From the Jaws of Defeat

I have a dangerous habit of logging on to Amazon late at night after a glass or two of wine too many.  This often leads to the buying of some interesting cookbooks.  As some of these come form overseas they can take a while to be delivered so when "Baking With Julia" turned up yesterday, I had forgotten that I had even ordered it.

A flick through made me determined to have a go at Cardinal Slice, a meringue and genoise layer slice made more complicated by the fact that the meringue and sponge mixtures are piped in stripes.  It is supposed to look like this when fully assembled.



I have had some trouble with American recipes before so I shouldn't have been surprised when this didn't turn out quite as planned.  The meringue, rather than being crisp was soft and soggy whilst the sponge was cooked through but had spread out into a flat covering.  It tasted OK but there was no way it was coming off the paper. What I ended up with was a flat mess.
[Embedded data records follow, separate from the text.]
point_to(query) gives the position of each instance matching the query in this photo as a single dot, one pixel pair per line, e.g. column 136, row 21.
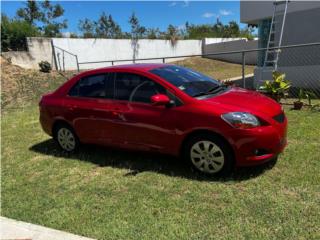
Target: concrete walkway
column 16, row 230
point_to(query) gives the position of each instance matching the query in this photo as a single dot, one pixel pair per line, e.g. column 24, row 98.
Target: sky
column 157, row 14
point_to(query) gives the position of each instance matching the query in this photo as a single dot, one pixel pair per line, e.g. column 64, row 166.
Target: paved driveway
column 16, row 230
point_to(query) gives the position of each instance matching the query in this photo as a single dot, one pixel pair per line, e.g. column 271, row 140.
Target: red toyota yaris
column 168, row 109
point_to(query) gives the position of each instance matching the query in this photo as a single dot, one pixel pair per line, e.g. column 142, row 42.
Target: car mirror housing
column 160, row 100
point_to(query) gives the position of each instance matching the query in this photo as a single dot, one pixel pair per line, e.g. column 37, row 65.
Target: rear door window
column 94, row 86
column 136, row 88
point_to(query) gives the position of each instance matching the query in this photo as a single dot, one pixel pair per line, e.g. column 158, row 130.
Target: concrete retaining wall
column 238, row 45
column 90, row 50
column 87, row 50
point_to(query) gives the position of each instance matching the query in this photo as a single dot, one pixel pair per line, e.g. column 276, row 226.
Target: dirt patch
column 21, row 87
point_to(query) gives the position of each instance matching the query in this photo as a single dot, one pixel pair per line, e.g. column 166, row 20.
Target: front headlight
column 241, row 120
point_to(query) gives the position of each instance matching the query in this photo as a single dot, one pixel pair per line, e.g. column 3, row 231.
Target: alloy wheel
column 207, row 157
column 66, row 139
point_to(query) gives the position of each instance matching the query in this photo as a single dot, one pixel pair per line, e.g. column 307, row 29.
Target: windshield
column 191, row 82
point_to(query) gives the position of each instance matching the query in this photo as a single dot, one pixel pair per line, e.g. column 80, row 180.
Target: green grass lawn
column 113, row 194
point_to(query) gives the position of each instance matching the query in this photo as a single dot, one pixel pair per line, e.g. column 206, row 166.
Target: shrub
column 45, row 66
column 278, row 87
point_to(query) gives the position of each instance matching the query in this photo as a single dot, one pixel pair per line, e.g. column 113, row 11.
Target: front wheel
column 209, row 154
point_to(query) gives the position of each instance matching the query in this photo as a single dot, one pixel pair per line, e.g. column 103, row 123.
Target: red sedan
column 168, row 109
I may have a go at this again in the future, but I think if I did I might try cooking the meringue a little first, before adding the sponge into the gaps in the piping.  This may make them crisper and mean that the slices may have half a chance of holding together and making themselves into a cake.I would also use my standard genoise recipe as it is less likely to leave three pints of mixture left over.  There really is only so much sponge mix you can deal with in one go.

Not one to give up, the book suggests that you use the left over sponge mix (there was tonnes of the stuff) to make ladies finger biscuits.  That sounded like a bit of a faff to me so I thought I would just bung the mixture into a swiss-roll tin and see what happened.  Well it has made a soft thin sponge which has made the house smell heavenly.  I thought rolling it was asking for trouble so took the easy route and cut it into three pieces and layered them with raspberry jam and fresh cream.



 Not quite a victory, but pretty tasty and at least means that the whole mixture didn't go to waste.